Mean provisioning rate varied significantly among years (F4, 61 = 9.49, P < 0.001), with a minimum in 2014 (119.08 ± 86.73 visits day−1) and a maximum, 2.3 times higher, in 2018 (273.97 ± 88.19 visits day−1, Tukey: F1,61 = 13,09, P < 0.005, Fig. 2b). Provisioning rate did not vary significantly with brood size (F7, 61 = 1.87, P = 0.09).
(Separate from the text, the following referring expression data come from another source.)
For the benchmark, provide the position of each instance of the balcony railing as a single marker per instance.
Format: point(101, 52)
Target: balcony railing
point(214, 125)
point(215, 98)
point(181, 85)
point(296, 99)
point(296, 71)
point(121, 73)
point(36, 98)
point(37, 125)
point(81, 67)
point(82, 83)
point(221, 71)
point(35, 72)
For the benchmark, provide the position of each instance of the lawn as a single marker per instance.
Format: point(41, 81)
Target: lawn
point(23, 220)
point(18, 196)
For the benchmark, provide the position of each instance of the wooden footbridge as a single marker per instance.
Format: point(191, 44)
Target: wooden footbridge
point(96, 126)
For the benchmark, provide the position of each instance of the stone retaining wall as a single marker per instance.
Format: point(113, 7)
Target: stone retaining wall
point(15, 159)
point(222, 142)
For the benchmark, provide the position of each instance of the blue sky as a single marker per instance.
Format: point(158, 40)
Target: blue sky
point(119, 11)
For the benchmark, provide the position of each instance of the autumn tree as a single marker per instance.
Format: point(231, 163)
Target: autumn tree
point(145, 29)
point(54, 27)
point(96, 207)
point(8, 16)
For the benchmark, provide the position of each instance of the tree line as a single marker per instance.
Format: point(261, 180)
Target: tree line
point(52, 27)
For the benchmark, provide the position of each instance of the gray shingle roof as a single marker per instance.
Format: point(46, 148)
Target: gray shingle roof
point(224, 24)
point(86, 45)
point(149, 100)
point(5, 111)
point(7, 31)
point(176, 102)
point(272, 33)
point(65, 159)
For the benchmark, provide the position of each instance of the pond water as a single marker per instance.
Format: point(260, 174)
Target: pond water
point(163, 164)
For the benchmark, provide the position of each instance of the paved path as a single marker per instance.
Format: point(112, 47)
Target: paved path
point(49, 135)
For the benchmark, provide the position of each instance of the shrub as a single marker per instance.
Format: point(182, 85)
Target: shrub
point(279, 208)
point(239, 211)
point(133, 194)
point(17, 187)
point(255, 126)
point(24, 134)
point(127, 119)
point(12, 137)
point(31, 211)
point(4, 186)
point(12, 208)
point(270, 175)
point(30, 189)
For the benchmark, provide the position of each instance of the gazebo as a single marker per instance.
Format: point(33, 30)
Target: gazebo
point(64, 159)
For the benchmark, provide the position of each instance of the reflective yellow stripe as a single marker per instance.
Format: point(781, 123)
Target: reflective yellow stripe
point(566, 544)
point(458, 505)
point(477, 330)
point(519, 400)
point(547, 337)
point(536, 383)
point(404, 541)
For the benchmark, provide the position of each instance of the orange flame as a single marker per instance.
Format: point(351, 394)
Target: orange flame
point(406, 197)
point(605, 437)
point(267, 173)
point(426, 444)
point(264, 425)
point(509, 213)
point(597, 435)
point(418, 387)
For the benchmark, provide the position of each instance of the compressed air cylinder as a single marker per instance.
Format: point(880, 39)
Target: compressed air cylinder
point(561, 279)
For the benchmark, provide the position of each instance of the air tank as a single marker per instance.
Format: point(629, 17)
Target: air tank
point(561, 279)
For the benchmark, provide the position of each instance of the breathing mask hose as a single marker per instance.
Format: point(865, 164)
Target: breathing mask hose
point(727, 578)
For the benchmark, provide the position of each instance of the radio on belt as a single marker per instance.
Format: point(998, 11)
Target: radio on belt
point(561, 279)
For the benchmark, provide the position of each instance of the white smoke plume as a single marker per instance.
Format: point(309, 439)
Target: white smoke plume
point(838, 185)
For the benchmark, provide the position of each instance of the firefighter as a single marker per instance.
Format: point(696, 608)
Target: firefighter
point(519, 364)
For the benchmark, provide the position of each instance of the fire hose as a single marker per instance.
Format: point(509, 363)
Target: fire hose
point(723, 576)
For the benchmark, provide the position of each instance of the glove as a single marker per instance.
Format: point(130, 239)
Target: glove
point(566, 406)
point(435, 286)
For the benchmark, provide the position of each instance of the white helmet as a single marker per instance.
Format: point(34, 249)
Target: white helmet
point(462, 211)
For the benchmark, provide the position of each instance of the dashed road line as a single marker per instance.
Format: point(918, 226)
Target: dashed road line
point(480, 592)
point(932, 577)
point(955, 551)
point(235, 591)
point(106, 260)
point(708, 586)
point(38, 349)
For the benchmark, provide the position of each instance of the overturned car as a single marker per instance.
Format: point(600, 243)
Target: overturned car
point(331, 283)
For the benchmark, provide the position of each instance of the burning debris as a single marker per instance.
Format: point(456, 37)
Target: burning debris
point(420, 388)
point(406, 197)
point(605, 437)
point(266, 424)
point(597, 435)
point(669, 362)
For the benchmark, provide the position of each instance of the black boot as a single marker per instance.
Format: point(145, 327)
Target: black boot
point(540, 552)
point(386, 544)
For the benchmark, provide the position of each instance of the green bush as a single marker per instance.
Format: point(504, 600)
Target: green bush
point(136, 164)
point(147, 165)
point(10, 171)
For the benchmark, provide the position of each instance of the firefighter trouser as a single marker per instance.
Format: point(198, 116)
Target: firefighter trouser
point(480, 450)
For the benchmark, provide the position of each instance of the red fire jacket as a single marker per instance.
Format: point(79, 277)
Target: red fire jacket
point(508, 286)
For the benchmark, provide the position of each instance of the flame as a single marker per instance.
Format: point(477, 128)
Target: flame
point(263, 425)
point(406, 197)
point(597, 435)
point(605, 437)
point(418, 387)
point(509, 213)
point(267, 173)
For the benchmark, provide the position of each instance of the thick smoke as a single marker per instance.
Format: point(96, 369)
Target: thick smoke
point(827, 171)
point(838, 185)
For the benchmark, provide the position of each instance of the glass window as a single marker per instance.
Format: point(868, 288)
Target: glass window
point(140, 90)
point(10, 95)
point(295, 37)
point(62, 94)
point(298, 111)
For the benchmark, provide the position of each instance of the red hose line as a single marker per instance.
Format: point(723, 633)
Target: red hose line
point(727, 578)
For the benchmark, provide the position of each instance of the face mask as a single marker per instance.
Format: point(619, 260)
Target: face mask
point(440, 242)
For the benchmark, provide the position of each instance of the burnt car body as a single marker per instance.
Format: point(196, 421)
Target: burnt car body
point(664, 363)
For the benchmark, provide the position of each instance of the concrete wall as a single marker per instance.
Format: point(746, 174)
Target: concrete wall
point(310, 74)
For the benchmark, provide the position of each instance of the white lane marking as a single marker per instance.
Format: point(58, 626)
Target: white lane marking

Prey quality also varied significantly among years (F2,54 = 13.43, P < 0.001), being 31% higher in 2017 (17.97 ± 3.84 J mg−1, Fig. 3) than in 2018 (13.68 ± 3.49 J mg−1, Fig. 3) (Tukey: F1,56 = 26.84, P < 0.001). It did not vary over time within years, however, (Julian date: F1, 58 = 1.68, P = 0.2), nor with nestling age (F2,129 = 2.76, P = 0.07) or brood size (F7, 63 = 1.83, P = 0.09). The amount of prey found in nestling stomachs (dry mass) also varied significantly among years (F2, 55 = 5.33, P < 0.01) and showed an opposite pattern to prey quality (Fig. 3). In 2017, when prey quality was at its highest, stomachs contained the lowest amount of food (5.90 ± 7.70 mg). Inversely, in 2018, when food was at its lowest quality, dry mass of prey was at its highest, with parents bringing 2.1 times more food to their nestlings than in 2017 (12.40 ± 12.32 mg, Tukey: F1,57 = 10.63, P < 0.005, Fig. 3). Dry mass of stomach contents did not vary over time within years (Julian date: F1,59 = 6.00e−04, P = 0.9) but changed with the age of nestlings (F2, 131 = 12.44, P < 0.001), being 110% higher on days 10 and 12 (mean 12.56 ± 11.33 mg per brood, no significant difference, Tukey : F1,125 = 0.64, P = 0.7) compared to day 8 (5.99 ± 5.98 mg, Tukey: F1,146 = 20.84, P < 0.001). Not surprisingly, as our samples pooled stomach contents from all nestlings in a brood, brood size also affected dry mass of stomach contents (F 7,66 = 2.30, P < 0.05). Stomachs in broods of 3 contained an average of 5.67 ± 10.93 mg dry mass of food compared to 10.44 ± 9.18 mg in a brood of 5. However, this effect remained statistically weak, since a post-hoc Tukey test could not detect any significant differences among means (Tukey: F1,57 = 2.49, P = 0.7).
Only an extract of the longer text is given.